I have just two words for Richard Port, former Democrat Party chairman, in response to his Dec. 29 letter criticizing Gov. Lingle's record after one month in office: sour grapes.

Hank Zerbe
Mililani


It's not a question of 'Gimme!' but of truth

Kenneth Conklin writes an article headlined "Our Islands shouldn't be Balkanized" (Focus, Dec. 22). Nothing new is said — except his pleading to have our new governor break her campaign promises.

Hawaiians so desperately want to see their people rise up from poverty, neglect, homelessness and lack of education — which unfortunately are backed up by statistics gathered by qualified agencies. His argument that placing monies in the hands of OHA is like throwing it in a bottomless toilet is a shame. The euphemisms throughout his article are used in bad taste and are untrue.

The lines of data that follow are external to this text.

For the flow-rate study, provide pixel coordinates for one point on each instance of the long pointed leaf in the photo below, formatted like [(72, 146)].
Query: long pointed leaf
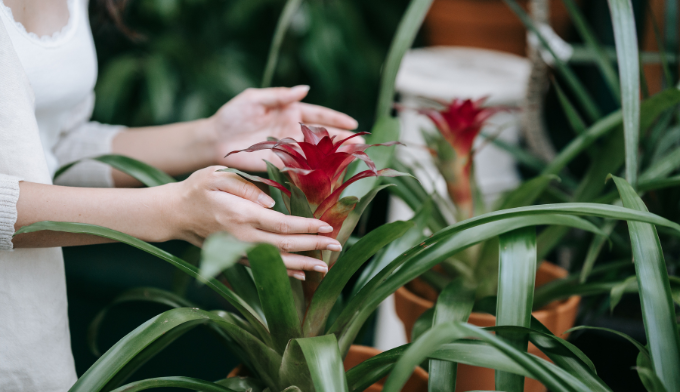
[(276, 296), (658, 310), (173, 382), (625, 36), (331, 286), (516, 281)]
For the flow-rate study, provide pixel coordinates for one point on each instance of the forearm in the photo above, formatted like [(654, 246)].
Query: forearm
[(137, 212), (176, 148)]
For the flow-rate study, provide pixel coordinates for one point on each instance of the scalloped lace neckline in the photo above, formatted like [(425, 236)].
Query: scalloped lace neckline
[(48, 38)]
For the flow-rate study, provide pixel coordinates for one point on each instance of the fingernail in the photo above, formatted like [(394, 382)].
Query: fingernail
[(302, 87), (265, 200), (334, 247)]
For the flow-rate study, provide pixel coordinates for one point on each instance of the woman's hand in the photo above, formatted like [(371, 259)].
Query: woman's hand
[(256, 114), (210, 201)]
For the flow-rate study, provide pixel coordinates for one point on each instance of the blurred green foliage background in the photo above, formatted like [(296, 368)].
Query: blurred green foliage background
[(191, 56)]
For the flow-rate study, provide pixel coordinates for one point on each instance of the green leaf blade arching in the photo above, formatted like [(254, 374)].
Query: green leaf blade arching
[(146, 174), (193, 384), (658, 310), (453, 304), (625, 37), (282, 26), (126, 349), (331, 286), (324, 362), (276, 296), (189, 269), (516, 281)]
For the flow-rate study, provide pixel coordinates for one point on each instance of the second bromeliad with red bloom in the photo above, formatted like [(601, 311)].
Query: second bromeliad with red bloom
[(317, 167), (458, 123)]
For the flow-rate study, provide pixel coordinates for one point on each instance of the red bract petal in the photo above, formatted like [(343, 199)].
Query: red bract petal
[(255, 147), (351, 148), (326, 145), (315, 185), (313, 134), (333, 198), (336, 214), (339, 143)]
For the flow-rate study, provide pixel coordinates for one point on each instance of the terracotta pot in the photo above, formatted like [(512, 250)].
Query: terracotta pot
[(358, 354), (488, 24), (416, 297)]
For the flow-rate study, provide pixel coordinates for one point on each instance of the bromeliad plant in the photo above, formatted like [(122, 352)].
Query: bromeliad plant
[(459, 124), (311, 183)]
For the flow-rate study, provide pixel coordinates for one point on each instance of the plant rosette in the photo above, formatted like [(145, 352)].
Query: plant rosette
[(312, 181), (417, 297)]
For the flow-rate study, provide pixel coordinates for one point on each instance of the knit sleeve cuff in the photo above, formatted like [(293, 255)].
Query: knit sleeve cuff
[(9, 195)]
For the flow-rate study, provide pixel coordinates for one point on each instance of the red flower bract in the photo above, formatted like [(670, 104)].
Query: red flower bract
[(318, 165), (461, 121)]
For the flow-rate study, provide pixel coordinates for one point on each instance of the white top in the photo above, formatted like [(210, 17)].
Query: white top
[(46, 98), (452, 72), (62, 69)]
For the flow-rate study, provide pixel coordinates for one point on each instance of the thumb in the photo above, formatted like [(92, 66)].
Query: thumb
[(281, 96)]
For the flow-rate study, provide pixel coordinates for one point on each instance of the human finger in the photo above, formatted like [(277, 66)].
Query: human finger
[(278, 223), (277, 96), (295, 262), (326, 117), (299, 242), (238, 186)]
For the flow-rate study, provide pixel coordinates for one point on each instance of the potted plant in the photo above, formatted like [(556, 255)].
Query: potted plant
[(486, 24)]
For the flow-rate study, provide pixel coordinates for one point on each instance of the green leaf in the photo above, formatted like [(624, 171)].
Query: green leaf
[(572, 81), (220, 252), (564, 354), (276, 296), (281, 199), (125, 350), (146, 174), (453, 304), (650, 110), (173, 382), (594, 249), (324, 362), (460, 236), (420, 259), (642, 349), (649, 379), (662, 168), (282, 26), (218, 287), (401, 43), (373, 369), (527, 193), (619, 289), (413, 236), (550, 375), (625, 37), (658, 310), (516, 282), (149, 294), (588, 35), (332, 285)]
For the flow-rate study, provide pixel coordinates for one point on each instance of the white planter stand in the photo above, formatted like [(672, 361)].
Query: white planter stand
[(445, 73)]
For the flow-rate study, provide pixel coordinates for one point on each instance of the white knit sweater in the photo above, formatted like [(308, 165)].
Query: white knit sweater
[(46, 99)]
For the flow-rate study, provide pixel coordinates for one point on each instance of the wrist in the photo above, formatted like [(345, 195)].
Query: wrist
[(206, 136), (168, 213)]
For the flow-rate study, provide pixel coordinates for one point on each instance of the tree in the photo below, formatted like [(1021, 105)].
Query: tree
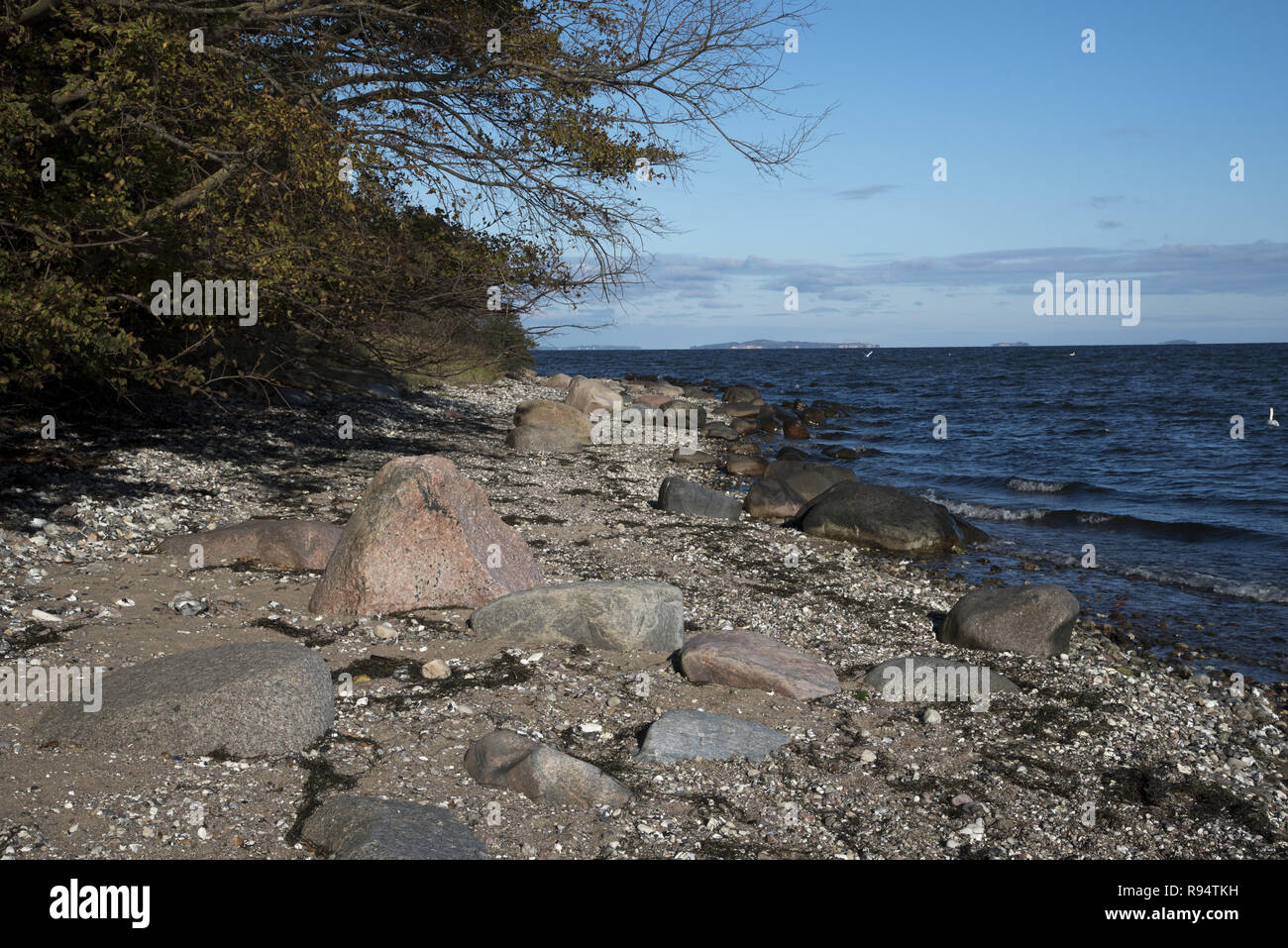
[(496, 149)]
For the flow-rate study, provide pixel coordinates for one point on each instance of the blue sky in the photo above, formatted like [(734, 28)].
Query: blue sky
[(1106, 165)]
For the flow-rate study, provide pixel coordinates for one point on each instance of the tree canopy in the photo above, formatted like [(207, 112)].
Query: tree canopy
[(402, 180)]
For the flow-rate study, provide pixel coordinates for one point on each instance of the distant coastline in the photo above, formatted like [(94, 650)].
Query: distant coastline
[(780, 344)]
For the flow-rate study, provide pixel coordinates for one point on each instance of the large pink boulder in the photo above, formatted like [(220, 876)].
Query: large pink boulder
[(423, 537)]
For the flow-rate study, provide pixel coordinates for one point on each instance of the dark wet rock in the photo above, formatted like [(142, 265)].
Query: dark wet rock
[(812, 416), (545, 440), (284, 544), (739, 393), (698, 734), (931, 678), (542, 411), (773, 500), (618, 614), (245, 699), (742, 659), (361, 827), (679, 496), (742, 410), (423, 536), (651, 399), (881, 517), (795, 430), (746, 467), (1035, 620), (690, 456), (806, 478), (678, 406), (541, 773)]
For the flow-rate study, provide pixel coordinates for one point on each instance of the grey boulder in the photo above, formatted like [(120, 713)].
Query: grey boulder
[(881, 517), (617, 614), (699, 734), (360, 827), (1035, 620), (249, 699), (541, 773), (681, 496)]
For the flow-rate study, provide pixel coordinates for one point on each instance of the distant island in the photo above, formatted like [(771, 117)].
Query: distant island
[(780, 344), (587, 348)]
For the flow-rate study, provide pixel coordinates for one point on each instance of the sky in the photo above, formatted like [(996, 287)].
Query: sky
[(1106, 165)]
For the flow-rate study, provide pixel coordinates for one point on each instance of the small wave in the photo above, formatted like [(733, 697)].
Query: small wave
[(1026, 485), (1168, 530)]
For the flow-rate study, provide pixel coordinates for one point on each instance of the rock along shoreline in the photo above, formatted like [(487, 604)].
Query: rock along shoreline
[(588, 733)]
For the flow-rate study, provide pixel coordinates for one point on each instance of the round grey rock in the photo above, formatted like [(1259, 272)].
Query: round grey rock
[(248, 699)]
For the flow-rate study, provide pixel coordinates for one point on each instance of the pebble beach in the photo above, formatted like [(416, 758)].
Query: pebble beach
[(442, 733)]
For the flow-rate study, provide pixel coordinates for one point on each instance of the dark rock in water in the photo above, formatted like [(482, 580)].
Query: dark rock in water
[(651, 399), (617, 614), (841, 454), (809, 479), (679, 496), (541, 773), (739, 393), (1035, 620), (773, 500), (881, 517), (812, 416), (261, 697), (742, 659), (795, 430), (742, 410), (746, 467), (930, 678), (284, 544), (421, 537), (698, 734), (544, 438), (690, 456), (678, 406), (361, 827)]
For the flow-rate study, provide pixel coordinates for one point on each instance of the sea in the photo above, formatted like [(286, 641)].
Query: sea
[(1144, 478)]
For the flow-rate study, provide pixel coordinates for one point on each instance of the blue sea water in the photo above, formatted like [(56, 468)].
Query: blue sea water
[(1127, 449)]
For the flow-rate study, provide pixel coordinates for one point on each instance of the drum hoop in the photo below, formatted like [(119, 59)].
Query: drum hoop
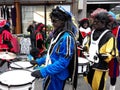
[(1, 83), (20, 68), (82, 64), (16, 85)]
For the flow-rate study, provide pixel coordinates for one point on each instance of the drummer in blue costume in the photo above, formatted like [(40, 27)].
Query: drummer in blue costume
[(61, 58)]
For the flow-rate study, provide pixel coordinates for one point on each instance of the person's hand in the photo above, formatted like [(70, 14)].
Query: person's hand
[(33, 62), (102, 56), (36, 74)]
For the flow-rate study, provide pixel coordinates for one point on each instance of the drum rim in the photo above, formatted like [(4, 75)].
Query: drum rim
[(16, 85), (19, 68), (4, 84)]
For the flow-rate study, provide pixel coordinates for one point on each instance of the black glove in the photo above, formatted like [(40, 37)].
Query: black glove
[(36, 74), (33, 62), (102, 56), (34, 52), (84, 48)]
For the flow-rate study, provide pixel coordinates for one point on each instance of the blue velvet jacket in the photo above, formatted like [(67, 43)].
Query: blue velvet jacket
[(61, 53)]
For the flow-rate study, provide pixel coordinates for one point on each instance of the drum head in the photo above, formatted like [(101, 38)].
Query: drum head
[(23, 64), (82, 61), (16, 78)]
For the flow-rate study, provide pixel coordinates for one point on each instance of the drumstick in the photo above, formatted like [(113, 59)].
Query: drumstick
[(20, 66)]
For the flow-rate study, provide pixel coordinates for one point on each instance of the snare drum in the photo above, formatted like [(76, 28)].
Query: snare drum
[(16, 80), (83, 65), (21, 65)]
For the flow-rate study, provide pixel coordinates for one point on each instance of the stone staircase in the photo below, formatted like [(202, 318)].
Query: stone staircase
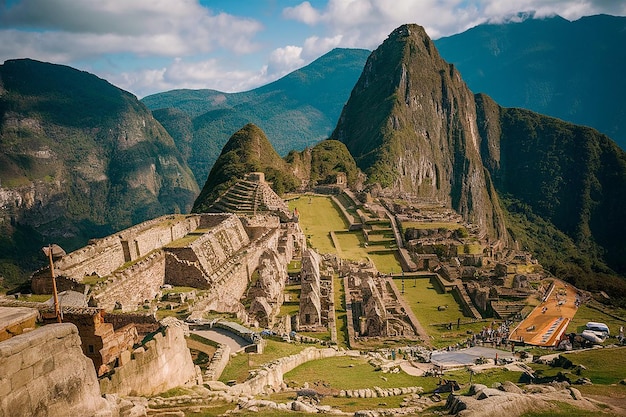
[(249, 197)]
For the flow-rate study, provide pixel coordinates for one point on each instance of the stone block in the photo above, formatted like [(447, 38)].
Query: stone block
[(125, 357), (31, 356), (43, 367), (5, 387), (10, 365), (21, 378)]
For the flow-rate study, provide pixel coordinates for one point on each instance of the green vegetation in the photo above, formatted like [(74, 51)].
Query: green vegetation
[(344, 372), (296, 111), (327, 159), (247, 150), (242, 363), (424, 297), (318, 217), (587, 313)]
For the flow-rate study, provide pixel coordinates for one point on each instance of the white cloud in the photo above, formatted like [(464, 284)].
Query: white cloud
[(303, 12), (180, 73), (284, 60), (78, 30), (366, 23), (315, 46)]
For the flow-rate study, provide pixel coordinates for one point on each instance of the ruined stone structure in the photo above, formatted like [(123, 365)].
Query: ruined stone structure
[(251, 196), (44, 373), (215, 252), (14, 321), (375, 307), (310, 303), (267, 289)]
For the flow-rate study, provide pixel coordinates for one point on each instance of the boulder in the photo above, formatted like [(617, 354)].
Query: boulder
[(508, 386), (575, 394)]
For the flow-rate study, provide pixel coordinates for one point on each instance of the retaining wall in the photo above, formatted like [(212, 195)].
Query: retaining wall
[(44, 373), (129, 287), (161, 364), (272, 376)]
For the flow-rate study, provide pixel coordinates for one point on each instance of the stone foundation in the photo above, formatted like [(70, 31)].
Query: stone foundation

Where he sees powerful vested-interest groups banging drums and chanting "Gimme! Gimme!," I see struggling, poverty-stricken Hawaiians saying "Help me! Help me, please!"

Where he sees Kamehameha Schools as part of the "Akaka-kanaka" tribe, I see an institution doing more for education in the state of Hawai'i than any single institution has ever done for Hawaiians and non-Hawaiians alike in the history of education in this state.

Where he sees crown lands as everyone's lands when he says, "No land was stolen," I see an attempt to assimilate homeless Hawaiians back onto a land that they once enjoyed. A motherland: like China is to the Chinese and Japan is to the Japanese and France is to the French. The love of our motherland, our 'aina, runs deep in the veins of Hawaiians. Perhaps our connection to the land is too deep a concept for Conklin to ever understand.

Where he sees a "Hawaiian grievance industry," I see a people still struggling financially, economically, socially and politically.

Does having "undesirable personal characteristics" mean unbathed, uneducated, homeless, poverty-stricken, on drugs, in jail? Then in this case, he racially profiled many Hawaiians correctly.

It's all in perspective. Truth or twisted history. Fact or denial. Do you see what you really see ... or do you see what you want to see? Only those with a conscience can answer truthfully.